Team-JoKi
Team-JoKi

Reputation: 1836

Keep different database environment synched

At the moment we manually push changes from our DEV SQL environment to the TEST and production (using Schema compare in Visual studio, plus some script we create while making changes to the DEV), but this is very time consuming and error prone.

We were wondering if there was a better way of doing this and how would we need to implement this.

I've read about maybe using versioning (how would this work?), or maybe using RED GATES' SQL Source control (but can this be used to push changes to the TEST, or is it only used to keep track of local changes?)

We want a reliable way to update our TEST & Production servers so that data won't be corrupted/lost... We use SQL Server 2008 R2 and Visual Studio 2012.

We are starting a new project, so it's time for a change!
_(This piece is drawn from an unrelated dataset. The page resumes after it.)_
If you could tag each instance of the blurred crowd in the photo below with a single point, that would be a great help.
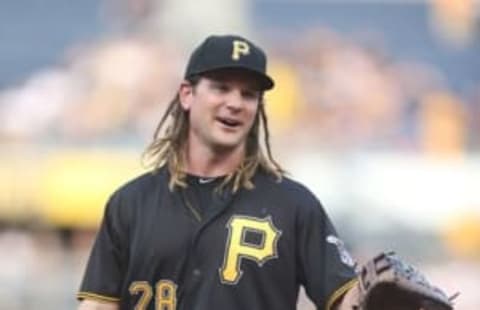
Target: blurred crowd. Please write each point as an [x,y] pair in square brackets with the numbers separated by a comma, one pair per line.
[345,95]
Thank you for your time!

Upvotes: 5

Views: 1174

Answers (3)

David Atkinson
David Atkinson

Reputation: 5899

Although there are many benefits in using SQL Source Control (and I'd love for you to give it a go, as I'm the product manager!), its purpose is limited to versioning and not managing and deploying to your various environments. The correct Red Gate tool for this would be Deployment Manager.

http://www.red-gate.com/delivery/deployment-manager/

There is a blog maintained by the Deployment Manager project team here, which should give you an idea of where the tool is headed:

http://thefutureofdeployment.com/

Upvotes: 1

JdMR
JdMR

Reputation: 1266

Does Schema Compare in VS have CLI? If so you can probably automate it to run several times during the day. If not you can try using some other 3rd party tools that support CLI such as ApexSQL Diff for schema and ApexSQL Data Diff for synchronizing data.

Upvotes: 0

ibondre
ibondre

Reputation: 63

One simple way to do this would be to have simple version table in the db with one row and one column which stores the version number.

Now everytime you are pushing changes to dev, create the incremental sql script, Have a master script which based on the current version of the db, will call the necessary incremental sql scripts to upgrade the schema to the latest version.

Be careful of dropping columns, changing column types, or reducing columns sizes e.g. varchar(100) to varchar(10) in your incremental scripts, as that could result in data loss if not planned properly.

You incremental scripts should be idempotent, that they could be run over and over, just in case to handle the case when db crashes during upgrade.